Effects of Short-Term Treatment with Recombinant Human Growth Hormone on Carbamazepine Pharmacokinetics in RatsYuh-Jing Lin, Yann-Huei Phillip Lee and William R Ravis*
Department of Pharmacal Sciences, Harrison School of Pharmacy, Auburn University, USA
- *Corresponding Author:
- William R Ravis
Department of Pharmacal Sciences
Harrison School of Pharmacy
Auburn University, Auburn, Alabama 36849, USA
E-mail: [email protected]
Received date: March 06, 2013; Accepted date: September 20, 2013; Published date: September 27, 2013
Citation: Lin YJ, Lee YHP, Ravis WR (2013) Effects of Short-Term Treatment with Recombinant Human Growth Hormone on Carbamazepine Pharmacokinetics in Rats. Clin Exp Pharmacol 3:132. doi: 10.4172/2161-1459.1000132
Copyright: © 2013 Lin YJ, et al. This is an open-access article distributed under the terms of the Creative Commons Attribution License, which permits unrestricted use, distribution, and reproduction in any medium, provided the original author and source are credited.

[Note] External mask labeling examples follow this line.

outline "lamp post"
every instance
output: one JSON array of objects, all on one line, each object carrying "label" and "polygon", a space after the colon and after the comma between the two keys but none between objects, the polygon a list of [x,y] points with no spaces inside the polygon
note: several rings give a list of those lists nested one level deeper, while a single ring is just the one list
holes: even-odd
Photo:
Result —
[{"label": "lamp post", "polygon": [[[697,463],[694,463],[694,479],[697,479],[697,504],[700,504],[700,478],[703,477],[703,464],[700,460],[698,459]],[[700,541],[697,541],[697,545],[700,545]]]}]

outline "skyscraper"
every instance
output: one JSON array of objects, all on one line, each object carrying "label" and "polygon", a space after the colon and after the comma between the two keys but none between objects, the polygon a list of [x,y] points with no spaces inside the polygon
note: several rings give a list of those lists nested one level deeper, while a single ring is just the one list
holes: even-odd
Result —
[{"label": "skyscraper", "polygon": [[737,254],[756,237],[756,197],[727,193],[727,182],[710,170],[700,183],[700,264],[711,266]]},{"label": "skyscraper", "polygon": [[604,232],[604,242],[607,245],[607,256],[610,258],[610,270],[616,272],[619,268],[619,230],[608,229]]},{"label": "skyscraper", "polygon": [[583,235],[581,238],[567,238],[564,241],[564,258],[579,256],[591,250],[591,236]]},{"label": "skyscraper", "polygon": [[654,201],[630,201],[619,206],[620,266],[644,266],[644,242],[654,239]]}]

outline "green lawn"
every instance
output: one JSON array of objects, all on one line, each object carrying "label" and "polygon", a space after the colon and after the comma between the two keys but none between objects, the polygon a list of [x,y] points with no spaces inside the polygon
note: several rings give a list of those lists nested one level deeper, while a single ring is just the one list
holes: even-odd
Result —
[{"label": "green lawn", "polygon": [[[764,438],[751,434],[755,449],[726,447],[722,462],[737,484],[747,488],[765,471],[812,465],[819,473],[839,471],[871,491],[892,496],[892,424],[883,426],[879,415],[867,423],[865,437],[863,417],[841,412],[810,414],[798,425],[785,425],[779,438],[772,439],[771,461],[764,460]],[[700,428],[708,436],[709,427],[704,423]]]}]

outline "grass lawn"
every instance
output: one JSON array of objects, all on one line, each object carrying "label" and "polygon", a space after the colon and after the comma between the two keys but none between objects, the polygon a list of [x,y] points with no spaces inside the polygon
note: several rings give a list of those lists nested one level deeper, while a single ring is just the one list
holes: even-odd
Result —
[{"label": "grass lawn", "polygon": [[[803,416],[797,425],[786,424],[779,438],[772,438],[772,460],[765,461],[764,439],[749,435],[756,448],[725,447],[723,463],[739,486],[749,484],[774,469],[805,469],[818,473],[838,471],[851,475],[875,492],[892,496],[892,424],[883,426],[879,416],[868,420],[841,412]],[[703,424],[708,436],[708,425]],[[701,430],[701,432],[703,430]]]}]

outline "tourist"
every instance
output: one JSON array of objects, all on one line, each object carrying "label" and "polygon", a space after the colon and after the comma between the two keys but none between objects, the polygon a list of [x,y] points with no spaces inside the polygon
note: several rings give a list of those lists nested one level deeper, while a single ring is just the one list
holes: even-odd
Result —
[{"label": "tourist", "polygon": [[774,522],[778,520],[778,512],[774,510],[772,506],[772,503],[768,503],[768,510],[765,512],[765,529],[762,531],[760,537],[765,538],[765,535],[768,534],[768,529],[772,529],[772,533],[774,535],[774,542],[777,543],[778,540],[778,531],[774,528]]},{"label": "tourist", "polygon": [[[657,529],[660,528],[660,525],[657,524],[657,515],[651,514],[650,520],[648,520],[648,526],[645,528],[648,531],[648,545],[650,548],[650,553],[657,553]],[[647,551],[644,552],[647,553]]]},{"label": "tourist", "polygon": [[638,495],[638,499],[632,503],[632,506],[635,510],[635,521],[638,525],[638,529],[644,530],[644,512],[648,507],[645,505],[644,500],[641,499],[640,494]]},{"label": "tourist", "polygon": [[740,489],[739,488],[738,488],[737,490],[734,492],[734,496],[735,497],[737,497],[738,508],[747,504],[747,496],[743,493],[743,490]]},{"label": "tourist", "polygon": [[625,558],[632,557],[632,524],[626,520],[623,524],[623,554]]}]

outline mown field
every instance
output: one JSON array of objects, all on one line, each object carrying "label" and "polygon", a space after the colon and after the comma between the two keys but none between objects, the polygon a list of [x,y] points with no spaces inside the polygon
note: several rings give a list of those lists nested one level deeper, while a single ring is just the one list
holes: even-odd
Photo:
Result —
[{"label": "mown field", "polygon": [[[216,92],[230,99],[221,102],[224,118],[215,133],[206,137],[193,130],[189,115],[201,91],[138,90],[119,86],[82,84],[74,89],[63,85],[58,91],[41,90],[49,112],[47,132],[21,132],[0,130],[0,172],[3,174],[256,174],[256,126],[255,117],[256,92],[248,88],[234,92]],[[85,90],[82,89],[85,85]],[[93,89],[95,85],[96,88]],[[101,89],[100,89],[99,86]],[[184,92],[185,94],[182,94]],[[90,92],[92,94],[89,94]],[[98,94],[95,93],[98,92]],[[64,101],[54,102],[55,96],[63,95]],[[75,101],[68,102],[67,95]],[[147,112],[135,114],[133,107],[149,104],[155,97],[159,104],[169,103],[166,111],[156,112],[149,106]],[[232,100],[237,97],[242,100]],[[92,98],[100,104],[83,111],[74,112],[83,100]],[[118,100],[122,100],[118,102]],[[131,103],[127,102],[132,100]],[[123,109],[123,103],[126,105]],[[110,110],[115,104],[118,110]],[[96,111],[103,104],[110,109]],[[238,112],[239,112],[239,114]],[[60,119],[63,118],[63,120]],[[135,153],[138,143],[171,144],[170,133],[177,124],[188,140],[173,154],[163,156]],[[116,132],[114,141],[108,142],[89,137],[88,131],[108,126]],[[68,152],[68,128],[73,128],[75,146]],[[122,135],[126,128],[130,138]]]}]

Objectives: To investigate the pharmacokinetics of Carbamazepine (CBZ) in rats during growth hormone treatment. Methods: Recombinant Human Growth Hormone (rhGH) was injected subcutaneously at a daily dose of 0.1 mg/ kg, 2 mg/kg, or phosphate buffered saline (control) for 5 days in male Sprague-Dawley rats. On day 6, a dose of 25 mg/kg of CBZ was injected intravenously via a jugular vein cannula into the rat. Growth rate were compared between treatment groups. The pharmacokinetics of CBZ was determined from its concentrations in rats’ blood and urinary samples. Results: Over the 5-day treatment period, growth rate were greater than control for the 2 mg/kg rhGH dosed group. The volume of distribution (Vss) was significantly (p<0.05) decreased in the high dosed rhGH rats compared to the control group. Total body clearance (CL) in the 2 mg/kg rhGH group was also significantly (p<0.05) decreased compared with the control group (0.497 ± 0.076 L/hr/kg vs 0.685 ± 0.109 L/hr/kg). Urinary data showed that renal and metabolic clearances were both significantly (p<0.05) decreased in the 2 mg/kg rhGH group. Conclusions: A dose dependent effect of rhGH was observed on growth rates and CBZ pharmacokinetics in rats. After 5 days rhGH treatment, the volume of distribution of CBZ was significantly changed in the 2 mg/kg/day rhGH treated groups. In the 2 mg rhGH/kg treated rats, both renal and metabolic clearance of CBZ were also significantly decreased compared with the control group. Similar decreases in volume of distribution and both clearances may suggest the interaction may involve increased CBZ plasma protein binding during rhGH treatment in rats.